Secretary Ray LaHood
--Remarks as Prepared--
Pipeline Safety Emergency Response Forum
Department of Transportation Headquarters
Friday, December 9, 2011
Good morning, everyone. Welcome to the Department of Transportation. Thank you, all, for joining us.
Many of you have heard us say that safety is our number one priority – that safety is the first, and most important, thing we think about every day. Well, the pipeline explosions that occurred in Allentown and San Bruno are exactly the type of tragedy that keeps me awake at night. I visited both communities and was privileged to meet with families who were affected. They told me about their loss, their suffering, and their heartache. They were victims of a disaster they were powerless to control or prevent.
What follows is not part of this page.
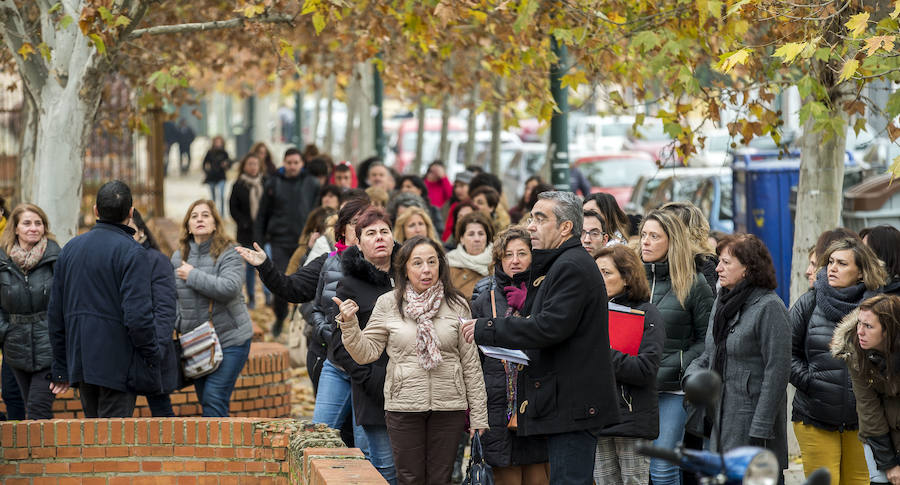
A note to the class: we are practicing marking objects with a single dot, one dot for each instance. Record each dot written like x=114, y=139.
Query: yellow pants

Now, in both communities, I also had the opportunity to meet some of the first responders who arrived at a chaotic, dangerous scene – and who didn’t think twice before putting their own safety on the line to help others. We are honored to welcome their brethren – all of you – America’s first responders. It takes a special kind of valor, and a certain brand of selflessness, to do the work you do. We are a stronger, safer, more secure nation for your efforts. And we thank you.
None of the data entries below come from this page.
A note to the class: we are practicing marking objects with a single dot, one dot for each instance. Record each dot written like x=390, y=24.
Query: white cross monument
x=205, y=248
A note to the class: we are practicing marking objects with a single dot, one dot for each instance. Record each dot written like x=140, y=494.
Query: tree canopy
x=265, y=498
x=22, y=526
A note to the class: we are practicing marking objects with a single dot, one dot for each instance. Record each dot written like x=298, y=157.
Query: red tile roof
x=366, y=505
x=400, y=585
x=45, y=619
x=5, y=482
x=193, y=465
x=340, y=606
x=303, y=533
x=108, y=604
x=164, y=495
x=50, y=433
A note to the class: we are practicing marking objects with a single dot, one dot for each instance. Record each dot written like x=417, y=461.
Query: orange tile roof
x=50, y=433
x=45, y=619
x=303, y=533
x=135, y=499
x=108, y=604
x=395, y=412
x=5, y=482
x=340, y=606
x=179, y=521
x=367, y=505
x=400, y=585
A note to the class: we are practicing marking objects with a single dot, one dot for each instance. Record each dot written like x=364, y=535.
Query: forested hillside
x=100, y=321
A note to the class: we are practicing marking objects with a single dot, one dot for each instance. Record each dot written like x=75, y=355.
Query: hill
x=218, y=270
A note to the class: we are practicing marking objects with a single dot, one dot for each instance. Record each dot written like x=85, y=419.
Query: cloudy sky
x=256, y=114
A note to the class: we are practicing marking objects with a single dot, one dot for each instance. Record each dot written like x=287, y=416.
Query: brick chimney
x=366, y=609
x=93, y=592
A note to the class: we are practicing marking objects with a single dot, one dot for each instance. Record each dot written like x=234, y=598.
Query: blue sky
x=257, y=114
Of course, first responders like you understand better than anyone that some tragedies are unavoidable. We can’t thwart natural disasters, like hurricanes or tornadoes. But other crises are preventable – pipeline explosions among them.
You can see the big picture as clearly as I do. Fatalities from natural gas pipeline incidents grew from seven in 2008, to nine in 2009, to 21 in 2010. This is unacceptable.
The American people deserve to know that our pipelines are safe, regularly tested, and well-maintained. People shouldn’t worry, when they go to sleep at night, that they’ll be jolted out of bed by an exploding pipeline in their front yard. People should have absolute confidence that they can turn on the heat, the stove, or the computer without endangering their families and neighbors.
That’s why, in the wake of the incidents in Allentown, San Bruno, and elsewhere, I issued an urgent call to action for pipeline operators to conduct a top-to-bottom review; to identify those lines most in need of repair; and to replace any lines in critical condition immediately.
The U.S. Department of Transportation also implemented an action plan to strengthen oversight and accountability – and to ensure that the public has access to pipeline safety information.
At the same time, we’ve been working with Congress on a national pipeline safety bill. All indications are that House and Senate negotiators have reached a deal on a final, bipartisan version of the legislation. So, we hope to finally break through the Congressional log-jam next week.
But I don’t need to tell you, we can’t fix America’s pipelines from Washington. Nor can we develop stronger emergency response plans without hearing from the men and women with boots on the ground, getting the job done, day in and day out.
That’s precisely why we’ve asked you to be here today. And I want you to hear – directly from me – that we’re counting on your input as we develop policies and programs that will keep you safer, and the people you serve safer.
Most of all, I want you to know that we’re all in this together. Many of you are already doing the innovative training and planning at the local level that we need to see happening nationwide. We want you to share those best practices. There’s simply too much at stake for us to tackle this problem on a piecemeal basis.
As just one indication of our commitment to this challenge, I’m pleased to announce that I’ve appointed Fire Chief Lanny Armstrong from Pasadena, Texas, and Fire Marshall Jerry Rosendahl from Minnesota, to serve on PHMSA’s Gas and Liquid Pipeline Safety Advisory Committees. Lanny is here with us today. Thank you for coming – and thank you for serving. Jerry was not able to join us, but will provide an invaluable voice on the committee.
Finally, I couldn’t end my remarks without reminding you that we need you to help us spread the word about 811. All Americans need know about calling 811 before they put a shovel in the ground. A call to 811 first can prevent a call to 911 later.
So, let me leave it there and turn the podium over to the experts. Thank you, once again, for participating today. We can’t undo the damage done to the people of communities like Allentown and San Bruno. But we can honor them by working, every day, to prevent future tragedies from striking our cities and towns – and breaking our hearts. Thank you all very much.